In the past, the PIC, which gets almost 90% of its money from the GEPF, has been lambasted by the Public Servants Association (PSA), the biggest union representing government workers, for the amount of Eskom bonds it holds. The PSA had previously asked the PIC to stop buying the Eskom debt and to sell down its holdings. Tahir Maepa, the PSA’s deputy general manager for members’ affairs, went as far as to describe Eskom as nuclear waste.
It is completely irresponsible in the circumstances for the chairman of the PIC, Dr Reuel Khoza to have gone out on a limb in the manner he has. He is driving an unsupportable agenda and creating uncertainty in the markets and fear among pensioners. Of course, certain merchant bankers, close to the government, and some ministers, will make small fortunes in fees, both on the swap and on the ensuing bond mandates.
Now that Khoza’s utterances have raised many eyebrows, the PIC has, post-facto, seen fit to make reference to some hitherto unheard-of discussion document “which sets out a wide range of possible options”, and goes on to say that they “will meet the risk and return expectations of (our) clients, and be fully consistent with (our) fiduciary responsibilities”. In its most recent statement, the PIC says it “considers any misinterpretation… as unfortunate and regrettable.” It looks like baloney to me.
Perhaps this discussion document also explores selling the debt to the Chinese banks in exchange for some concessions and rebuild contracts, R90-billion is, after all, peanuts in their scheme of things. Perhaps the reason why this option has not been pursued is that even the Chinese may well not want to touch Eskom with a barge pole. One wonders if this suddenly dusted-off discussion document that claims to “set(s) out a wide range of possible options”, is considering going cap in hand to the International Monetary Fund (IMF) for more money. Of course, the IMF, if amenable, would probably drip-feed loans in small tranches, each subsequent disbursement dependent on verifiable proof that the previous allocation was employed as agreed – and, if they don’t put these covenants in place, they need their heads read.
In any event, Covid-19 embroiled South Africa, with zero fiscal space at its disposal, is in no position to even contemplate debt to equity swaps of this nature. It will result in the blind leading the blind.
In the interim, while one hopes more sensible options like the IMF option mooted above are investigated, solid expertise, not government appointees should be driving the utility to meet short-term needs while privatisation options are pursued.

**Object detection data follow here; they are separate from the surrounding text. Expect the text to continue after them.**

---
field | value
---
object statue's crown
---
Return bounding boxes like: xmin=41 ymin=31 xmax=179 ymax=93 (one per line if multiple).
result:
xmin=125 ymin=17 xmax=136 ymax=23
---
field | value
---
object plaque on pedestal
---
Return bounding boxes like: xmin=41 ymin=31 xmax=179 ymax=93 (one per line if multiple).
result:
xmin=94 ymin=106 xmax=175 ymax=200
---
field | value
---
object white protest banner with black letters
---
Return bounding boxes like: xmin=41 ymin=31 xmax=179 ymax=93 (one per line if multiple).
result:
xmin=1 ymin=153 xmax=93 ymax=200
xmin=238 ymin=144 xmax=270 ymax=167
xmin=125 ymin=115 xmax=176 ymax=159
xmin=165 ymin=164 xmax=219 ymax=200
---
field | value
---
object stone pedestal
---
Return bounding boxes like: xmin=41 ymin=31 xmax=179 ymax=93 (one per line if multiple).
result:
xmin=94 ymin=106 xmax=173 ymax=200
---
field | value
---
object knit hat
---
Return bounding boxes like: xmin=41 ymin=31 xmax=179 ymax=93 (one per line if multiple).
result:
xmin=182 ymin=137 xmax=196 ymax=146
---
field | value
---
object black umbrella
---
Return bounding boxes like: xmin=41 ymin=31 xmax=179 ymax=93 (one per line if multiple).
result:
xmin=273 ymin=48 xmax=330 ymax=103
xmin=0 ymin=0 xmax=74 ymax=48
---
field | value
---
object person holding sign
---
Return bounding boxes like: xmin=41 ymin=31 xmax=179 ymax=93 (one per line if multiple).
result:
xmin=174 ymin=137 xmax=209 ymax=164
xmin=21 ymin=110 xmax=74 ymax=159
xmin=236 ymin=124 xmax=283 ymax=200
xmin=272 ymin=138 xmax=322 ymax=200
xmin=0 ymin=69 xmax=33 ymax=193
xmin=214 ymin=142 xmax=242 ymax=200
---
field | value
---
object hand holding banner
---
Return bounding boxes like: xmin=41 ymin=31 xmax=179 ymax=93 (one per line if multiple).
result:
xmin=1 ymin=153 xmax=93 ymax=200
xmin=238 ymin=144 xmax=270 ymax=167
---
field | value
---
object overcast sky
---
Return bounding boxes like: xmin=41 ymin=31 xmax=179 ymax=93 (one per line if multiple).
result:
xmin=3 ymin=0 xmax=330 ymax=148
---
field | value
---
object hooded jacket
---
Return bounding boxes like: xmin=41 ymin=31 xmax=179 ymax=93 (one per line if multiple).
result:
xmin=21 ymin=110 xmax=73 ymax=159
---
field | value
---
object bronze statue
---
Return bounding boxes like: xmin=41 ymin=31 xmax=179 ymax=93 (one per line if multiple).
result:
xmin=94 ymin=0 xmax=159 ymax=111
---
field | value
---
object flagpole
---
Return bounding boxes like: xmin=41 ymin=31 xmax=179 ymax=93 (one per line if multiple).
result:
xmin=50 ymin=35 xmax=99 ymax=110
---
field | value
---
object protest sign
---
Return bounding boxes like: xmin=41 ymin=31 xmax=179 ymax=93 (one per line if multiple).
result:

Of course, these will be on terms that are geared to ensure sustainability – and that is precisely what is required, not irresponsible schemes that will provide no possibility of investor recoupment as a result of equity appreciation under the current – tried and trusted – recipe for failure. As for irresponsible statements, recently discovered discussion documents and other face-saving measures, I don’t think anyone believes any of it. DM
Ghaleb Cachalia is the DA spokesperson on Public Enterprises.